I tried as hard as I could but nope, I felt not one iota of guilt for leaving him as lunch meat for the horde.
“So, who are you all? Did you know each other before?”
“A few of us did, then we got split up. One of the smaller groups met up with a group of soldiers, and we all ended up at Marldon. What about your people?”
“No, none of us knew each other before. I met up with Mike in the little village where I used to live. He was staying with his mother there for a week when it all went so horribly wrong.”
“Right. So, what did you do before?”
“Teacher. I used to teach in the village primary school.”
“You managed to get away OK, though?”
“There weren’t too many of those … things around so we did, but we had no transport.”
“Why?”
“I don’t … sorry didn’t have a car and Mike’s was surrounded by those things—”
“We call them Groaners.”
“Well, his car was surrounded by them.”
“Why?”
“I don’t know. Maybe somebody was in it,” she said angrily.
“Alright, alright, no need to get shirty. So, you just ran?”
“Yes. Then we met the guys with the campervan and we’ve been staying with them.”
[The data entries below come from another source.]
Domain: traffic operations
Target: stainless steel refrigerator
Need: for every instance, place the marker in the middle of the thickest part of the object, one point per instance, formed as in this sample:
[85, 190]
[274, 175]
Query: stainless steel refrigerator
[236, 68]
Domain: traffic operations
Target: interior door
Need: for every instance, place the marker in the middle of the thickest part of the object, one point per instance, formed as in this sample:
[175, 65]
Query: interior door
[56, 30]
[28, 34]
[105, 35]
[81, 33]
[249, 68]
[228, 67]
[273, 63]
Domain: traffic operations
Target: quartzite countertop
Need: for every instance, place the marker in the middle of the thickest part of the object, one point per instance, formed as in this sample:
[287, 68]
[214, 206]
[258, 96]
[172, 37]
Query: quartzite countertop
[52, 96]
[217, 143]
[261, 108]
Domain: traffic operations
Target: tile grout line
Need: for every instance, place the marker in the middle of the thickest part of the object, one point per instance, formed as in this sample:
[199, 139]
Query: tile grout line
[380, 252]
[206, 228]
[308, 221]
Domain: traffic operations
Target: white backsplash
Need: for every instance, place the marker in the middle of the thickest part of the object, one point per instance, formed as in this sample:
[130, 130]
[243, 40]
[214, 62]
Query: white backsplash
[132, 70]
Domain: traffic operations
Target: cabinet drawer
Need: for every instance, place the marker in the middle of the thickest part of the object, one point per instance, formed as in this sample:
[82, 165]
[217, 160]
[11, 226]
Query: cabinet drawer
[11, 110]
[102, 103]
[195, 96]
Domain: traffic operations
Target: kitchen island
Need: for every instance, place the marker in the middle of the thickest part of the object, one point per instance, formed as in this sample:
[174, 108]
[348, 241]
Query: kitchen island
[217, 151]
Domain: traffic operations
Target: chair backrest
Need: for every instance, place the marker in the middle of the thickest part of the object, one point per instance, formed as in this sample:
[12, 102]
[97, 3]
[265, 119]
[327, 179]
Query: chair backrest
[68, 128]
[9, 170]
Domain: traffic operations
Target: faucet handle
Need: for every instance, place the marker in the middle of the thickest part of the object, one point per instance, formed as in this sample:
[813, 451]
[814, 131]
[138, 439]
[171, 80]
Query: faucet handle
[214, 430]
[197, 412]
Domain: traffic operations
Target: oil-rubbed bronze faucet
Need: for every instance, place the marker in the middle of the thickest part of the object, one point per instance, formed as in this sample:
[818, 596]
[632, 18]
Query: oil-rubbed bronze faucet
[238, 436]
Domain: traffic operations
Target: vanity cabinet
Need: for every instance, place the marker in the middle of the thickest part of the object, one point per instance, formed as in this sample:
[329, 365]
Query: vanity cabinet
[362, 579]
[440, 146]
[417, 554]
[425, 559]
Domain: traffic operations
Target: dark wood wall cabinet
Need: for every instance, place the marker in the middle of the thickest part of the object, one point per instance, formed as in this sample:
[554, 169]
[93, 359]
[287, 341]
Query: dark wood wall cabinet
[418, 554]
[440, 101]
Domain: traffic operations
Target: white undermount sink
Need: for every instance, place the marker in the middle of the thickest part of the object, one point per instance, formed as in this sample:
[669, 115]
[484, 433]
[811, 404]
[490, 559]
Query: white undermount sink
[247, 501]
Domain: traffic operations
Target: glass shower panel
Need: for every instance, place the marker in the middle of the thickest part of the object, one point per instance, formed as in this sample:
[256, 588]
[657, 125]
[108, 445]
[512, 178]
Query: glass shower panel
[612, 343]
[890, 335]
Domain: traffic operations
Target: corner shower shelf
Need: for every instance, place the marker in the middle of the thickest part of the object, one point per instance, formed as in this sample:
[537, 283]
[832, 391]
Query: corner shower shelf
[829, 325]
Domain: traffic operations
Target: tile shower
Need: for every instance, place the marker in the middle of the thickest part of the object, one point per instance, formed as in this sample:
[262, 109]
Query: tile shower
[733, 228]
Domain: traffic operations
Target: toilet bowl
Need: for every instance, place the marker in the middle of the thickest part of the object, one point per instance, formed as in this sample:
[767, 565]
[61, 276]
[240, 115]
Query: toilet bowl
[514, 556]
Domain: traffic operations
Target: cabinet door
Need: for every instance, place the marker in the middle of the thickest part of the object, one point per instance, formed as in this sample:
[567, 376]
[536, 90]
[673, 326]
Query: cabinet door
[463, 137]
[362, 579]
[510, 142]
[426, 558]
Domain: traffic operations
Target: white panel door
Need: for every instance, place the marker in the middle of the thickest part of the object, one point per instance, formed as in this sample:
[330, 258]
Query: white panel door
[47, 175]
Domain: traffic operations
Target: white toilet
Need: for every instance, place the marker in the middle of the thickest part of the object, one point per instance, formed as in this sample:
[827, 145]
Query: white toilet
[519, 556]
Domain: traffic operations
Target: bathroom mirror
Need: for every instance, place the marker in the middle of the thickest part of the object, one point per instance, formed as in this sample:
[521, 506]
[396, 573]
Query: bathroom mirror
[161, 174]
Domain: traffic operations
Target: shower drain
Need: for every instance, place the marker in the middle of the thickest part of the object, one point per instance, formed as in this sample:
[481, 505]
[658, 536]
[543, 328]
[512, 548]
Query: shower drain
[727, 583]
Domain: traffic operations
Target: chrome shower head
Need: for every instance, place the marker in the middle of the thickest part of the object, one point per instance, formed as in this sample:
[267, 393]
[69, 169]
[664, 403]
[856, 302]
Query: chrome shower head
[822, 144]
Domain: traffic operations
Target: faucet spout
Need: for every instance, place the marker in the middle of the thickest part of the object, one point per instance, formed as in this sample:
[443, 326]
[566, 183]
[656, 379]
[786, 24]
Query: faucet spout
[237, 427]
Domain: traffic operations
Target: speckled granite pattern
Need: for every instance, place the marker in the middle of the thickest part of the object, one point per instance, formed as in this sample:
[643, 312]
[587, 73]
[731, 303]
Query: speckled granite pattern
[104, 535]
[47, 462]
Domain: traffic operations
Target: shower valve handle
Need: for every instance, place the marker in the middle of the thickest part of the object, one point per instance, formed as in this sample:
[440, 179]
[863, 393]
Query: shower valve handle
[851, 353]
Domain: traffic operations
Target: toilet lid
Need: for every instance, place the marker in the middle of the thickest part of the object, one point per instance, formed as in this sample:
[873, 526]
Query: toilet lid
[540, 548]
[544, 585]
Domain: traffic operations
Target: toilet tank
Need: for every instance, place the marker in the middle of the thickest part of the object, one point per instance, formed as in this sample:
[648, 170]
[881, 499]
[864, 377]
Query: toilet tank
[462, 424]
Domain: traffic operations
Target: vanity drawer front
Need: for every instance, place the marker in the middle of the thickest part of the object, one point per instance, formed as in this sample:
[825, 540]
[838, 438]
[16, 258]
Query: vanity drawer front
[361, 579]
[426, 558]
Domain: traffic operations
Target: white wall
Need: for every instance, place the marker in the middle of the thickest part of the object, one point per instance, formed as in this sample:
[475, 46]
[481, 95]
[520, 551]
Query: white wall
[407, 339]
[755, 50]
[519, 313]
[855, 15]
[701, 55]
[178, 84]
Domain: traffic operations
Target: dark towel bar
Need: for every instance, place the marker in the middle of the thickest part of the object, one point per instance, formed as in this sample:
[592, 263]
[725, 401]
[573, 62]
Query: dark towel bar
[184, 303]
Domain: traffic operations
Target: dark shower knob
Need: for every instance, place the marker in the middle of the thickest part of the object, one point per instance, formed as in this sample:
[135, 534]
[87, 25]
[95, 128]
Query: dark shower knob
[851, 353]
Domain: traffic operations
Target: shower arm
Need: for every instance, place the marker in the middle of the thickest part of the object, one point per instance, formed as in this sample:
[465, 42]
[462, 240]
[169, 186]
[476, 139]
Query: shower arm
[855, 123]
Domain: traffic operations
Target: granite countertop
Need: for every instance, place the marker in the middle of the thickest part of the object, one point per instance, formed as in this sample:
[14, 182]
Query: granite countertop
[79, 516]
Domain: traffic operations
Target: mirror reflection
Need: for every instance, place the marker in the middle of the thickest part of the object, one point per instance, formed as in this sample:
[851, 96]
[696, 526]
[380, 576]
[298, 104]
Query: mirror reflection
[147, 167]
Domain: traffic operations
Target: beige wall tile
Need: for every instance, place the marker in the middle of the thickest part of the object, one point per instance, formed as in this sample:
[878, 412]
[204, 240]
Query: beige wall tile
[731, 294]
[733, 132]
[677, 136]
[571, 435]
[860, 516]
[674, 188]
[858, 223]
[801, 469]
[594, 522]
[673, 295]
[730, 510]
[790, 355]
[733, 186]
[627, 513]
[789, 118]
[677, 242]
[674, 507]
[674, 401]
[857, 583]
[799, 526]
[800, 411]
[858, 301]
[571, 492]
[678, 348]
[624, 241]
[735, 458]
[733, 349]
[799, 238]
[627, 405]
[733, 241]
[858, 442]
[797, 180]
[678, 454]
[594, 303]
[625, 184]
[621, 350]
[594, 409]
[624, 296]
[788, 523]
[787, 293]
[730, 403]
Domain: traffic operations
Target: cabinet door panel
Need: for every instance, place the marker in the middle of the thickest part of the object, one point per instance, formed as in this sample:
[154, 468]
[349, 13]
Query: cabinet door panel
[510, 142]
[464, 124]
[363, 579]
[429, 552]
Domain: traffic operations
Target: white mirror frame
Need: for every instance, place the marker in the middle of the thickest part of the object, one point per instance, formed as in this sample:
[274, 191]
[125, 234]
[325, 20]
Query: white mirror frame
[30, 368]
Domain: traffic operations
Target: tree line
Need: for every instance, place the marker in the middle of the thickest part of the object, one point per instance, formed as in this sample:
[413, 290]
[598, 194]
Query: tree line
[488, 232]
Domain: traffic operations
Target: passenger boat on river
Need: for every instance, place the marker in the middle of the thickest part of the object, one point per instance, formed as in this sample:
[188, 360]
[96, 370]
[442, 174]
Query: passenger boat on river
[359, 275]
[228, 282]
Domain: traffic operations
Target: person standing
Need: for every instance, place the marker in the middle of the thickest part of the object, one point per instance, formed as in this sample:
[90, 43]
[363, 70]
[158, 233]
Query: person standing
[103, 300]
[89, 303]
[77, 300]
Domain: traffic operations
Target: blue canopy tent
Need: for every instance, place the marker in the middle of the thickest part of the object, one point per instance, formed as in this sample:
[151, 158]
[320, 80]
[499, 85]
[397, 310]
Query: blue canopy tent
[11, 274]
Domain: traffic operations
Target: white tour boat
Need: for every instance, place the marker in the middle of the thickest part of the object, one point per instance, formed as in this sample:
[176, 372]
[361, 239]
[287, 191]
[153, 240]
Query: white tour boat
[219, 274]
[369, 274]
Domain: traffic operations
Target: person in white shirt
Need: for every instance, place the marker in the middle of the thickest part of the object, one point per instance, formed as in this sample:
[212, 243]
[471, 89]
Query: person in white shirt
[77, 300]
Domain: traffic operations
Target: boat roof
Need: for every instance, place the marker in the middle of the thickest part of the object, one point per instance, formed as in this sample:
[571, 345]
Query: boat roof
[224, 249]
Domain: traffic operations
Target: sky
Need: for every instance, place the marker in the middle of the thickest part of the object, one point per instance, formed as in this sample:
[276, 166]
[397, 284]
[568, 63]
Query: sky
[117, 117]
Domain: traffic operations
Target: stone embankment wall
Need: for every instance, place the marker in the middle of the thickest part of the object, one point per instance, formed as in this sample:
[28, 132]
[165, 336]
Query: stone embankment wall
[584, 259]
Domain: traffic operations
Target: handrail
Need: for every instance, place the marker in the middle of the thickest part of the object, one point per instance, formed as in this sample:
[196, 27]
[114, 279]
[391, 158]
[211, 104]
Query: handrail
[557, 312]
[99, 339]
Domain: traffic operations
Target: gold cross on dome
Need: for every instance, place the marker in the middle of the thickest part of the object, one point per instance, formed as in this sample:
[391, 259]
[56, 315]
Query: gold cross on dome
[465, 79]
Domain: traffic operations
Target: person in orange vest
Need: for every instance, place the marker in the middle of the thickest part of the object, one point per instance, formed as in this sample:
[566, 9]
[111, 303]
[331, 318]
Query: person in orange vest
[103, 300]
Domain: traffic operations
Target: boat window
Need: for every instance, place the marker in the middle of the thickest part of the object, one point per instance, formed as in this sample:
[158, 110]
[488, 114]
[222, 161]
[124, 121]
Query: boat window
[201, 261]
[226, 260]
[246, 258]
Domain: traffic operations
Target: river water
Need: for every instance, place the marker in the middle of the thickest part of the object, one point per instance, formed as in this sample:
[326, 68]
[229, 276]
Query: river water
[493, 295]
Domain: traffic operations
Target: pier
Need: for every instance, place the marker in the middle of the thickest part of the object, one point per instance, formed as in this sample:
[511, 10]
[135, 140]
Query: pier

“Why were you outside in the tents? Not very safe out in the open.”
“It was OK, we only had the things, the Groaners one night. One of the five of us was on watch so we could get up and deal with them. Jim, the guy with the camper didn’t let us stay inside at night.”
“Why?”
“I don’t think he wanted any competition.”
“What?” The hippy wasn’t making any sense.
“From Mike and me.”
“You’ve lost me, sorry.”
“Did you see the others when you were coming to rescue me?”
“Not really, and you’re welcome,” I said wondering if my sarcastic tone would get through to her.
“There was Mike and me, and Jim, Lola, and Brigitte. They’re Ameri
can you know.” I didn’t know. How could I? I hadn’t even spoken to any of them.
“Sounds like a kids TV programme. Oh,” I said, as realisation dawned, “him and two women, huh?”
“You got it.”
“Noisy?”
“Yup.”
“Right.”
“Sounds like they weren’t taking what’s going on too seriously.”
“They said they’d only seen a couple before what happened today. Scared the shit out of them when they saw that lot chasing us. They ran away like there was no tomorrow.” No spiritualism in that little statement.
“What were you all doing over in those trees? I guess that’s where you were.”
“Magic mushrooms. Mike thought they might grow there. He liked his drugs did Mike. He had his own stash of weed that he refused to share with the others. He offered me some but that’s not my thing. I don’t know why the others came. To hunt maybe? Those things, Groaners, stomped out of the woods, saw us and just went straight for us.” I could hear the fear in her voice.
“You did well to escape.”
“Mike didn’t.”
“He shouldn’t have been such an idiot. Why do you think he pulled the knife on me?”
“I don’t know,” she said with a tone of irritation creeping back into her voice. “I barely knew the man. We’d only been on the road for a few days.”
I’d wondered why she wasn’t too upset about Mike’s demise. I had to admit to myself that I had reacted purely out of a sense of self-protection. I had already experienced the threat of being dumped out of one vehicle by Steve Simms, and I hoped it didn’t become a theme, because it didn’t seem to end well for whoever was trying it.
I spun the wheel to turn right, back to Marldon. I hadn’t really given it much thought, but those Groaners were heading straight for Marldon, so if we were going to survive, we needed to get back there, get everybody out, and make good our escape before it was too late.
“Listen … erm … sorry I didn’t get your name. I’m Frank.”
“Libby.”
“OK, listen, Libby. We are going to have to act fast when we get there. Those things are going to be heading straight at Marldon. How’s your leg?”